As Cisco Live kicked off in Las Vegas, Tom Gillis, a senior vice president at Cisco, highlighted the transformative role of AI in networking. He noted that AI has revitalized the network’s importance, reversing the trend where cloud-first architectures marginalized traditional networking components like switching and routing. This shift positions the network as critical for supporting distributed AI systems across physical infrastructures.
Cisco announced several advancements in security and infrastructure capabilities, including enhancements focused on vulnerability protection and network enforcement. Gillis explained that AI is reinvigorating how Cisco develops its products, as AI coding tools now allow teams of developers to achieve results that once required significantly larger teams and timelines. This progress also extends to detecting vulnerabilities within their software, with frontier AI models capable of uncovering issues at unprecedented scales.
The security landscape is shifting as well. Gillis critiqued the conventional approach of confining systems once configured and validated. In response to this outdated model, Cisco is advancing its security mechanisms through a platform based on Isovalent, which leverages eBPF technology. This allows real-time vulnerability management without requiring system downtime, offering organizations an unprecedented level of flexibility and responsiveness.
Moreover, Gillis acknowledged that while AI adoption is on the rise, many enterprises still depend heavily on legacy VM-based workloads. Cisco’s solutions, including a software bridge, facilitate the migration of these workloads to more modern containerized environments without significant disruptions.

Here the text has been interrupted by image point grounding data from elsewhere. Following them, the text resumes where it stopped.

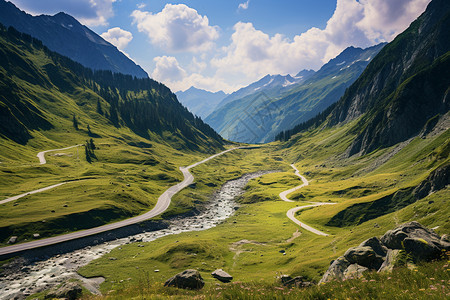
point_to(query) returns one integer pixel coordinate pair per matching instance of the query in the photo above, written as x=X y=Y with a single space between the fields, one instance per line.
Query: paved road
x=161 y=206
x=291 y=213
x=41 y=155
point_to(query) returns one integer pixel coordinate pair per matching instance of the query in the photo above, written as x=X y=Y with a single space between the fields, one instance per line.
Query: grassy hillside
x=374 y=191
x=140 y=131
x=248 y=244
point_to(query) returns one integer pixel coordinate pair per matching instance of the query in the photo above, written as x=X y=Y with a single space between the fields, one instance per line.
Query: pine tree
x=99 y=107
x=75 y=122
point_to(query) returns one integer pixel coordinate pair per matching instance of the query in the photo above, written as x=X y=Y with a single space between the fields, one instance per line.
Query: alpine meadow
x=225 y=150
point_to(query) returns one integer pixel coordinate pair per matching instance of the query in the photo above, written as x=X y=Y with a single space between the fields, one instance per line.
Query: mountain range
x=64 y=34
x=200 y=102
x=260 y=111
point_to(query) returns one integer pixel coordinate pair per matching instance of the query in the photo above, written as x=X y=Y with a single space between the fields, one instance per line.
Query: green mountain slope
x=138 y=133
x=64 y=34
x=200 y=102
x=258 y=117
x=404 y=87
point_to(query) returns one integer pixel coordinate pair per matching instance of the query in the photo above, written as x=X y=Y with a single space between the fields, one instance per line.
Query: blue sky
x=227 y=44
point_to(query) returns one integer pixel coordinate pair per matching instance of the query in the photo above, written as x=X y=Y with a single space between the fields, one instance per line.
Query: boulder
x=354 y=271
x=419 y=241
x=221 y=275
x=336 y=270
x=376 y=245
x=298 y=281
x=188 y=279
x=364 y=256
x=285 y=279
x=12 y=240
x=68 y=290
x=392 y=260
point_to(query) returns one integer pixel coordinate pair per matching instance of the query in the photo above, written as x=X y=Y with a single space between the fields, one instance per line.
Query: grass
x=430 y=280
x=248 y=244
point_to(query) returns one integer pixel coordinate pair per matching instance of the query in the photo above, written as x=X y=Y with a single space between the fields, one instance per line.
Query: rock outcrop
x=68 y=290
x=410 y=241
x=188 y=279
x=298 y=281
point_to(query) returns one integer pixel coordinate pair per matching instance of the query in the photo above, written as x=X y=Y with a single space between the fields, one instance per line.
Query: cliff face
x=404 y=86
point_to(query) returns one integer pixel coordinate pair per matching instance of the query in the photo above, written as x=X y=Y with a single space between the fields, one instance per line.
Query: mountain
x=260 y=115
x=64 y=34
x=200 y=102
x=30 y=71
x=405 y=90
x=388 y=137
x=270 y=84
x=134 y=131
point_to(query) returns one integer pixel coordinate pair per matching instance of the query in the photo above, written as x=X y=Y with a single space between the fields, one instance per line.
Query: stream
x=23 y=278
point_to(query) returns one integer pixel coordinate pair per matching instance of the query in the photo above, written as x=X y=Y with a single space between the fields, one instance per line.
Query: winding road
x=41 y=155
x=291 y=213
x=161 y=205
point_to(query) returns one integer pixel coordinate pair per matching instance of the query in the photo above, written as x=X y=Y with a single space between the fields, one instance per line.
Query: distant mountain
x=261 y=115
x=405 y=89
x=270 y=84
x=200 y=102
x=64 y=34
x=41 y=90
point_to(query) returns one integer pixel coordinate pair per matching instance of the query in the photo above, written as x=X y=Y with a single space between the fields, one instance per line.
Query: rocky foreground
x=406 y=245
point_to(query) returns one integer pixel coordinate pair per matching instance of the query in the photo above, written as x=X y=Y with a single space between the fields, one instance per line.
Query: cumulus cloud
x=244 y=5
x=88 y=12
x=177 y=28
x=354 y=23
x=118 y=37
x=168 y=69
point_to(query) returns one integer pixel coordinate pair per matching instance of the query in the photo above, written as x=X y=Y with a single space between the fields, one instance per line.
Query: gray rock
x=421 y=242
x=68 y=290
x=391 y=261
x=364 y=256
x=298 y=281
x=12 y=240
x=188 y=279
x=376 y=245
x=336 y=270
x=354 y=271
x=221 y=275
x=285 y=279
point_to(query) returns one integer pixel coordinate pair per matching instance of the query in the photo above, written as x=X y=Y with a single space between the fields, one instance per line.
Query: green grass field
x=247 y=245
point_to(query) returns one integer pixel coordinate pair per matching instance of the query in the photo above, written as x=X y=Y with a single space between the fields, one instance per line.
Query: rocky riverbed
x=24 y=276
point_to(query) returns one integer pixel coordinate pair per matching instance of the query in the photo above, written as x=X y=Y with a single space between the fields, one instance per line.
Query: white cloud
x=253 y=53
x=177 y=28
x=169 y=72
x=167 y=69
x=118 y=37
x=244 y=5
x=88 y=12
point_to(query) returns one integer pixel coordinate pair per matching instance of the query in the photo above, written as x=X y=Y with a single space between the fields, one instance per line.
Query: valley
x=328 y=184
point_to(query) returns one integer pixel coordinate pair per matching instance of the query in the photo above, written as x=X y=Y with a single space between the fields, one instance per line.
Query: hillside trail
x=161 y=206
x=41 y=155
x=291 y=213
x=42 y=161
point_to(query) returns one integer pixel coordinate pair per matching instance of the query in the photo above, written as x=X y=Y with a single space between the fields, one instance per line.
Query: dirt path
x=291 y=213
x=41 y=155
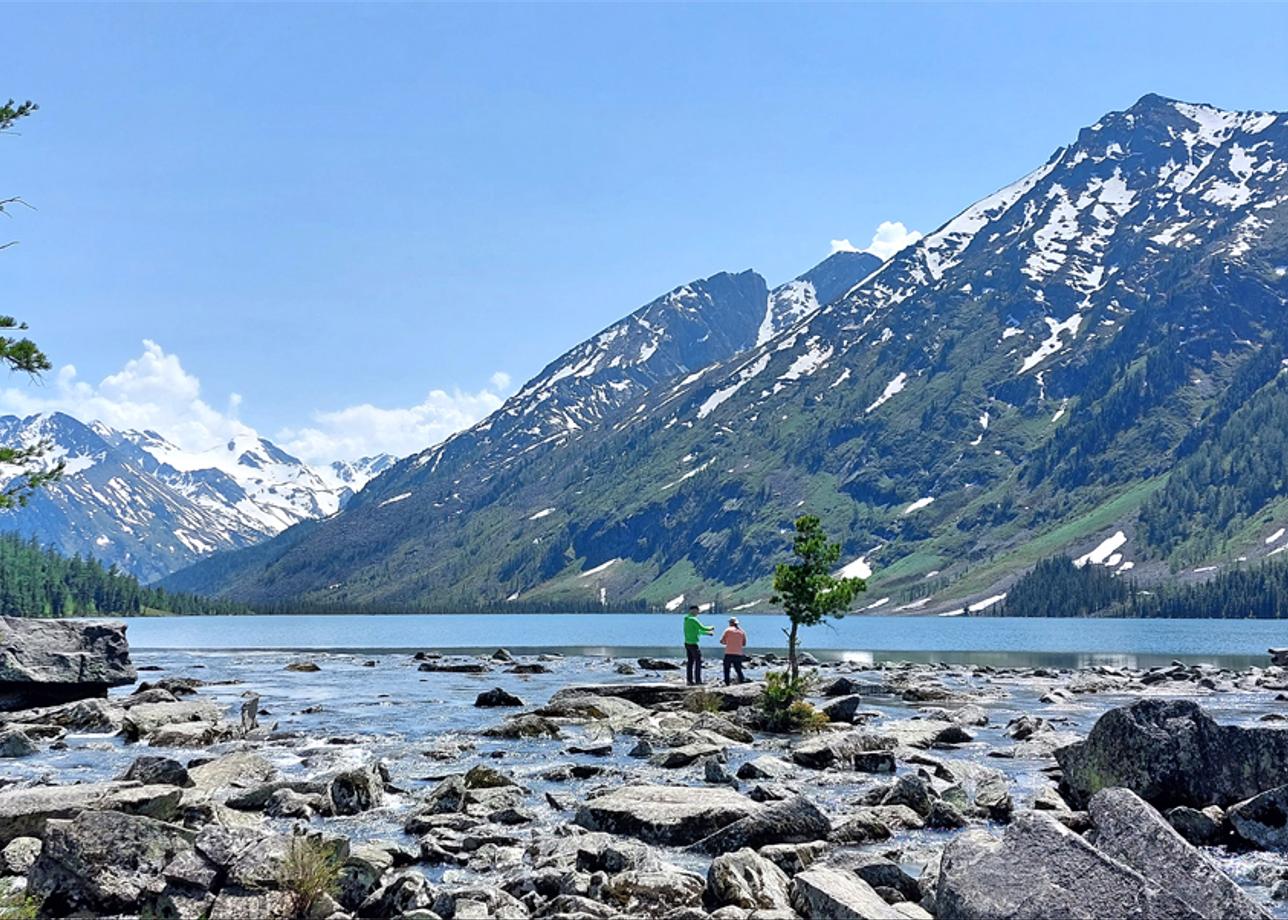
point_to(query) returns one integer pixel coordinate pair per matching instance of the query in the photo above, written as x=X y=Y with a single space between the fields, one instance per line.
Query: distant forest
x=1060 y=589
x=41 y=583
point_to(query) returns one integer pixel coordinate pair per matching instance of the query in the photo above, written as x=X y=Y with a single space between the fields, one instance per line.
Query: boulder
x=842 y=708
x=639 y=693
x=403 y=893
x=157 y=769
x=663 y=814
x=748 y=880
x=25 y=812
x=685 y=755
x=837 y=749
x=19 y=856
x=353 y=791
x=1262 y=820
x=54 y=661
x=824 y=892
x=880 y=872
x=523 y=727
x=106 y=863
x=764 y=767
x=1171 y=753
x=497 y=697
x=657 y=665
x=1132 y=833
x=146 y=719
x=1201 y=827
x=81 y=715
x=913 y=791
x=794 y=858
x=1040 y=869
x=795 y=820
x=16 y=744
x=657 y=892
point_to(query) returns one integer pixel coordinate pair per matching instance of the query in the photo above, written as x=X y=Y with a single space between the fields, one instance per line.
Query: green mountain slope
x=1022 y=382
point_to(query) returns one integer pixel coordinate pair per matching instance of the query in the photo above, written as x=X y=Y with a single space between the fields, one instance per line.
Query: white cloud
x=150 y=392
x=155 y=392
x=366 y=429
x=890 y=237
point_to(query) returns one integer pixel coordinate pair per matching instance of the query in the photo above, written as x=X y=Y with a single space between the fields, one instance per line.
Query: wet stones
x=795 y=820
x=56 y=661
x=496 y=697
x=1262 y=820
x=1132 y=833
x=672 y=816
x=1171 y=753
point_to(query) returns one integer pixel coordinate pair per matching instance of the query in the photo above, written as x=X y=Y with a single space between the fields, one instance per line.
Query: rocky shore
x=509 y=786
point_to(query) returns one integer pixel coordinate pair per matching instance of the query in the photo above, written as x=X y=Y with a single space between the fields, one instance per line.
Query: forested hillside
x=40 y=583
x=1086 y=362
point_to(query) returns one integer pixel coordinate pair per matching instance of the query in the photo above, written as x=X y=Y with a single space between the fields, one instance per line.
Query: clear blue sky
x=318 y=206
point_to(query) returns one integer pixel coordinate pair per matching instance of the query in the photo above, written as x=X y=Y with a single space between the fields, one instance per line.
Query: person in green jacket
x=693 y=630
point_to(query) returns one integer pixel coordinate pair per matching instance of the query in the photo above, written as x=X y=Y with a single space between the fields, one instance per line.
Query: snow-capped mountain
x=1073 y=361
x=137 y=500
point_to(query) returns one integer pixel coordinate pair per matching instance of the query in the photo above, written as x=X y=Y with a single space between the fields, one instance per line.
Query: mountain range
x=138 y=501
x=1089 y=361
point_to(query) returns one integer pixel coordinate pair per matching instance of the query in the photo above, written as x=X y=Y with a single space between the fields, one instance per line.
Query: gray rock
x=157 y=769
x=837 y=749
x=398 y=896
x=665 y=814
x=794 y=858
x=685 y=755
x=106 y=863
x=795 y=820
x=497 y=697
x=354 y=791
x=823 y=892
x=16 y=744
x=19 y=856
x=83 y=715
x=141 y=722
x=54 y=661
x=1201 y=827
x=1262 y=820
x=25 y=812
x=875 y=762
x=1040 y=869
x=748 y=880
x=842 y=708
x=523 y=727
x=1171 y=753
x=913 y=791
x=764 y=768
x=657 y=665
x=1131 y=831
x=653 y=892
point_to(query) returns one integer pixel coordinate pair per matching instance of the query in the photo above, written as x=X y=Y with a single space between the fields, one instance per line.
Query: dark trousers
x=692 y=664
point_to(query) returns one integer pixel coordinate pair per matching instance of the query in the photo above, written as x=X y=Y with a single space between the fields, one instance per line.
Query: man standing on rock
x=693 y=630
x=734 y=642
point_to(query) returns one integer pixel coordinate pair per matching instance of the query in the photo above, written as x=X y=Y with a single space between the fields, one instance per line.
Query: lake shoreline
x=532 y=784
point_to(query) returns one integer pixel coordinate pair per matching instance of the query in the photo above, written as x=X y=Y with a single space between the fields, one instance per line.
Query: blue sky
x=317 y=215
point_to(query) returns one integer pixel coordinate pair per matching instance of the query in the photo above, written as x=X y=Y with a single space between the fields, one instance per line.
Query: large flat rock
x=1040 y=869
x=44 y=662
x=25 y=812
x=672 y=816
x=1171 y=753
x=1131 y=831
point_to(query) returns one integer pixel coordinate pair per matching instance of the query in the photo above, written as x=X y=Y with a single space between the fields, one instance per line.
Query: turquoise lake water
x=994 y=641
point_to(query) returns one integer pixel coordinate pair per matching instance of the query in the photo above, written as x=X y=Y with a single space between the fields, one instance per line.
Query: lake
x=982 y=641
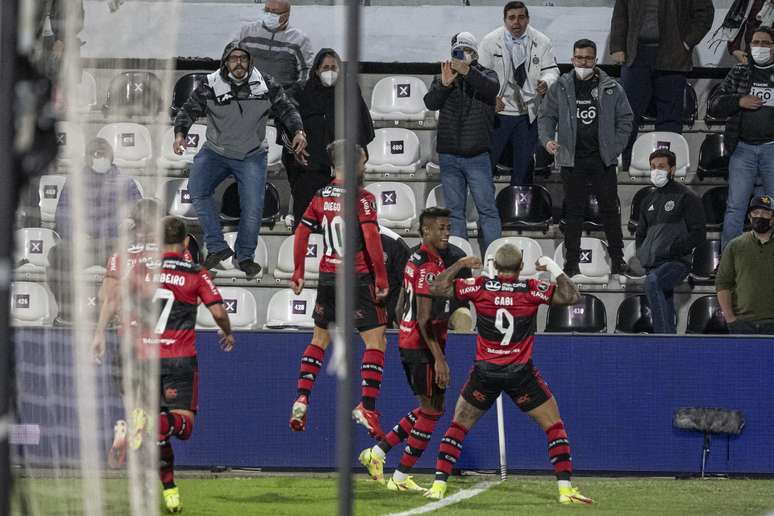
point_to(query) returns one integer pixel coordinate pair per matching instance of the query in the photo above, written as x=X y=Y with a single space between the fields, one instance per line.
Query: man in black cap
x=745 y=279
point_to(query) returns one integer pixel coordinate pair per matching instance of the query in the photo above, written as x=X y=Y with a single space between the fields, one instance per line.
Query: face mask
x=328 y=77
x=760 y=224
x=101 y=165
x=761 y=55
x=659 y=177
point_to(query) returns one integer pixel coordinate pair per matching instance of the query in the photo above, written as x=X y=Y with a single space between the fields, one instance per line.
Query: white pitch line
x=451 y=500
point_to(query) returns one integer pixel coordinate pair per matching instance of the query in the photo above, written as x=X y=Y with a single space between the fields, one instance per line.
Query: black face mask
x=760 y=224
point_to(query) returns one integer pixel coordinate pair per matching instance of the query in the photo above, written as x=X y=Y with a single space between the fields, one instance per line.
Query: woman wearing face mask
x=316 y=104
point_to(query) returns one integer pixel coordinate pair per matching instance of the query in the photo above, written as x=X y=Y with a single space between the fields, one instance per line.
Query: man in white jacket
x=523 y=58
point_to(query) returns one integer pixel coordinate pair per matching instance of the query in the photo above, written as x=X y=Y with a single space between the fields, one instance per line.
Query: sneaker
x=405 y=485
x=250 y=268
x=298 y=413
x=437 y=491
x=214 y=259
x=172 y=500
x=373 y=463
x=117 y=453
x=369 y=419
x=570 y=495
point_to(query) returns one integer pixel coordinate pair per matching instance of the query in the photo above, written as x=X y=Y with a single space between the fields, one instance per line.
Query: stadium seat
x=634 y=316
x=713 y=157
x=394 y=151
x=229 y=203
x=227 y=268
x=285 y=262
x=32 y=304
x=706 y=317
x=184 y=86
x=71 y=142
x=530 y=251
x=706 y=258
x=32 y=248
x=49 y=190
x=714 y=201
x=594 y=261
x=133 y=94
x=525 y=208
x=587 y=316
x=634 y=213
x=287 y=310
x=399 y=98
x=193 y=144
x=240 y=306
x=132 y=147
x=648 y=142
x=395 y=204
x=435 y=198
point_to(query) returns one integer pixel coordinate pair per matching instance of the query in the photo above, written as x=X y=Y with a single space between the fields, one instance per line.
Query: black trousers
x=591 y=176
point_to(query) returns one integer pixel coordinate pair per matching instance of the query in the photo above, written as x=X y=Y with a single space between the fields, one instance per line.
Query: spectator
x=236 y=100
x=465 y=94
x=588 y=114
x=744 y=281
x=524 y=61
x=671 y=224
x=747 y=97
x=277 y=49
x=654 y=41
x=316 y=105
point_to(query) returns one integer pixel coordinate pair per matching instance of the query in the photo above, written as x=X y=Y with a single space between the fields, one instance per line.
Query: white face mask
x=101 y=165
x=328 y=77
x=761 y=55
x=659 y=177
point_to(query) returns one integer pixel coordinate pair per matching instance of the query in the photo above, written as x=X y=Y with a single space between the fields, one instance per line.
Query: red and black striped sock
x=450 y=450
x=311 y=362
x=559 y=451
x=371 y=372
x=418 y=439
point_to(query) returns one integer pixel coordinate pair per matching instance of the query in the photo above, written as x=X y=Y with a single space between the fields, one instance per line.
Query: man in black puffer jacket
x=465 y=94
x=671 y=225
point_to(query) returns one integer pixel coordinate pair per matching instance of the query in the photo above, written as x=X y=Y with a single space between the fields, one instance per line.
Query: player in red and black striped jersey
x=324 y=214
x=506 y=313
x=422 y=341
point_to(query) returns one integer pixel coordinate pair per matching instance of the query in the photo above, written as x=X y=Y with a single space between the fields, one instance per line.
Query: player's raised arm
x=566 y=292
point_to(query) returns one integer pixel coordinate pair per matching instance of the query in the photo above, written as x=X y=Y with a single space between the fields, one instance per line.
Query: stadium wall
x=617 y=396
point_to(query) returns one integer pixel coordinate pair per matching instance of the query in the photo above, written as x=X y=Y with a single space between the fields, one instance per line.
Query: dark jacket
x=679 y=21
x=671 y=224
x=467 y=111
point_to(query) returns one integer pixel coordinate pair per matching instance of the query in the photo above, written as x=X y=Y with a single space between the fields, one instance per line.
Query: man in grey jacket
x=236 y=100
x=585 y=122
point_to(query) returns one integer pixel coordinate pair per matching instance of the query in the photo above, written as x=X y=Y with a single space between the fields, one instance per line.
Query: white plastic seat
x=132 y=147
x=399 y=98
x=394 y=150
x=395 y=204
x=530 y=252
x=648 y=142
x=32 y=304
x=240 y=306
x=287 y=310
x=49 y=191
x=193 y=144
x=227 y=268
x=436 y=198
x=32 y=248
x=594 y=261
x=285 y=262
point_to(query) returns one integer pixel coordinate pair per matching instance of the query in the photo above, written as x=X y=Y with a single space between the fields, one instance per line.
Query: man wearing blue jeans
x=747 y=96
x=465 y=94
x=671 y=224
x=236 y=100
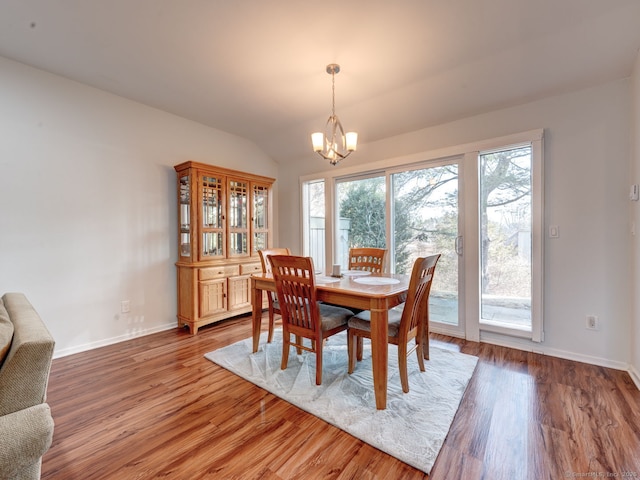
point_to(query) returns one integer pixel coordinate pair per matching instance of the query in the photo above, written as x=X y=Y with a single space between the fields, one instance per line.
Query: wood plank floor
x=154 y=407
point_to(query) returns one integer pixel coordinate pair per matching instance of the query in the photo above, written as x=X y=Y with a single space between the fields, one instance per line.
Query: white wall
x=635 y=219
x=587 y=151
x=87 y=204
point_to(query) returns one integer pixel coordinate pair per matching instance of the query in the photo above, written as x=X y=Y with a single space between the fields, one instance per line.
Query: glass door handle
x=459 y=245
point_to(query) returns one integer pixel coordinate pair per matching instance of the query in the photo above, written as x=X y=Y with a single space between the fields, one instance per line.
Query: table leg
x=256 y=316
x=379 y=354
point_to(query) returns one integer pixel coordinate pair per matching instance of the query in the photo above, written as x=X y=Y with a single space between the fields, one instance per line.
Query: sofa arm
x=26 y=436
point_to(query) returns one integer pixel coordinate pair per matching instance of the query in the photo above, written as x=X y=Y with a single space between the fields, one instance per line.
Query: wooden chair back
x=274 y=306
x=266 y=266
x=415 y=315
x=296 y=291
x=368 y=259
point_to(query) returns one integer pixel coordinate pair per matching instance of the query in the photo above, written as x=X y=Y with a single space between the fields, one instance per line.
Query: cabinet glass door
x=212 y=218
x=238 y=218
x=260 y=218
x=184 y=193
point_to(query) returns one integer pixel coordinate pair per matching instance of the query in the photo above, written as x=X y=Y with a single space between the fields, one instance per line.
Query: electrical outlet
x=125 y=306
x=592 y=322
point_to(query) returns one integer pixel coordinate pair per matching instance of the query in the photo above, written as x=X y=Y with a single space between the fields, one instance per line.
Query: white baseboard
x=635 y=375
x=528 y=346
x=140 y=332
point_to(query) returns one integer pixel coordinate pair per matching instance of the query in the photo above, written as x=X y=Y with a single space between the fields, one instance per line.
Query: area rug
x=414 y=425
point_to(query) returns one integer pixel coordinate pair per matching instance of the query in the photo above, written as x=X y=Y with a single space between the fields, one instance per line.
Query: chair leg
x=318 y=346
x=351 y=350
x=420 y=354
x=298 y=342
x=271 y=325
x=402 y=364
x=360 y=348
x=286 y=343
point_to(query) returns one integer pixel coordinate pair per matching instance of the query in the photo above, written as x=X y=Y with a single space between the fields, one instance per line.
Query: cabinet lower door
x=213 y=297
x=239 y=292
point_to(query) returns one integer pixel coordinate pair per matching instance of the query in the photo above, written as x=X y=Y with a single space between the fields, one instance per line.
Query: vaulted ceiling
x=256 y=68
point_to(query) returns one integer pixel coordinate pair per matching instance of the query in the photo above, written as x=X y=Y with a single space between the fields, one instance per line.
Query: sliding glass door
x=425 y=221
x=480 y=208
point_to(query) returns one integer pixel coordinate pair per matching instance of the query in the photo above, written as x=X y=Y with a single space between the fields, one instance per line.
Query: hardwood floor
x=154 y=407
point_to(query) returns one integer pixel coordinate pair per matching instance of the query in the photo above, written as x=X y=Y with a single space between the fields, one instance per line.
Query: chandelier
x=333 y=144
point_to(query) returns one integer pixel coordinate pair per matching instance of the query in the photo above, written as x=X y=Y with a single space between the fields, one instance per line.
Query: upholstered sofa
x=26 y=425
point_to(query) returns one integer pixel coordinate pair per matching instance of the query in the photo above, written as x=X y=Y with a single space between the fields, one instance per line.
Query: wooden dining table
x=348 y=292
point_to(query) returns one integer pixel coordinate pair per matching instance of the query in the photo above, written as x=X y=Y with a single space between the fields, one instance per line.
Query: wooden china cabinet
x=224 y=219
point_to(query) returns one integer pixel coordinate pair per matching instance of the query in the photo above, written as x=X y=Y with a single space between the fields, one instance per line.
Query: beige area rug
x=414 y=425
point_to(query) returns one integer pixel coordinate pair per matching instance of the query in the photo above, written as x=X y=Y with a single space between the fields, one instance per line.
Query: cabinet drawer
x=249 y=268
x=210 y=273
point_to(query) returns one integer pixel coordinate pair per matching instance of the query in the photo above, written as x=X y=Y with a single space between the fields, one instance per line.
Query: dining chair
x=302 y=315
x=368 y=259
x=274 y=306
x=407 y=321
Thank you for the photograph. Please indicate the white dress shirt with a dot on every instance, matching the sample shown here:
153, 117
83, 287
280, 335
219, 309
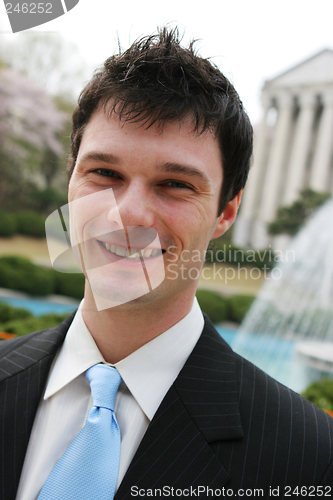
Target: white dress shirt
147, 375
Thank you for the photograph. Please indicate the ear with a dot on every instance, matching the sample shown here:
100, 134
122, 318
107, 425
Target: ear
227, 217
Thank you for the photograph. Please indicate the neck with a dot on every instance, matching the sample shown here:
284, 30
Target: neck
123, 329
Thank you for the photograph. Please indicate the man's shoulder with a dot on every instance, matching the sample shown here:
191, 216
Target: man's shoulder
21, 352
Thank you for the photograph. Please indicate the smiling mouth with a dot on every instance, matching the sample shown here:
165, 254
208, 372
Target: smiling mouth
133, 253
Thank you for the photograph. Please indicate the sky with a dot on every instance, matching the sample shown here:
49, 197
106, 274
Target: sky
250, 41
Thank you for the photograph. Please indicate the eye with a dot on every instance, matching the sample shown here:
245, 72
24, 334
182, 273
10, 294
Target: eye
106, 172
178, 185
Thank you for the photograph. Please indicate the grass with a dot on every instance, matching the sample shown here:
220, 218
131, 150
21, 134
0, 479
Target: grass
24, 246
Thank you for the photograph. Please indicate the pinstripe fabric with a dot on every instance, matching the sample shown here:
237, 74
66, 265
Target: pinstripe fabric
223, 423
24, 367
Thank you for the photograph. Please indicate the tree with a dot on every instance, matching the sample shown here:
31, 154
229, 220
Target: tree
47, 60
290, 219
30, 130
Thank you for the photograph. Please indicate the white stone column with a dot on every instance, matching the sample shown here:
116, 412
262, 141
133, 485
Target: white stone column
323, 152
244, 221
269, 201
300, 148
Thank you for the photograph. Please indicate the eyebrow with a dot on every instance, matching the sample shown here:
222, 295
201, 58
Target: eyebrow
176, 168
169, 167
100, 158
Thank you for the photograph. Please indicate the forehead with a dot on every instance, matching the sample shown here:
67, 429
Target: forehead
176, 142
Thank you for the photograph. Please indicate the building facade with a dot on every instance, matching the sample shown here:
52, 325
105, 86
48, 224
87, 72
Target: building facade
292, 150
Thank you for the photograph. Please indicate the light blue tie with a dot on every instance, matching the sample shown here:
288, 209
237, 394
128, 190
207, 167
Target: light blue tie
88, 469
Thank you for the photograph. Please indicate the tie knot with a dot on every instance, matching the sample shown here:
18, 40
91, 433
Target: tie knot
104, 382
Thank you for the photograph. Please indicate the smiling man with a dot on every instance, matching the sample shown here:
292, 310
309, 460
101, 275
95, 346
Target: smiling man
137, 394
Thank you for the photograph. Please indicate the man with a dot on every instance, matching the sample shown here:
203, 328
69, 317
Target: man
161, 147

As AI technologies evolve, new access control challenges are emerging, particularly concerning the capabilities granted to AI agents acting on behalf of users. Gillis emphasized the importance of implementing task-specific and ephemeral controls to prevent overreach by these agents.
Looking to the future, Cisco intends to integrate a unified architecture that seamlessly supports AI-driven applications alongside VM and Kubernetes-based workloads. Gillis anticipates exciting developments to be unveiled in the autumn, reinforcing Cisco’s commitment to addressing the evolving infrastructure demands of enterprises worldwide.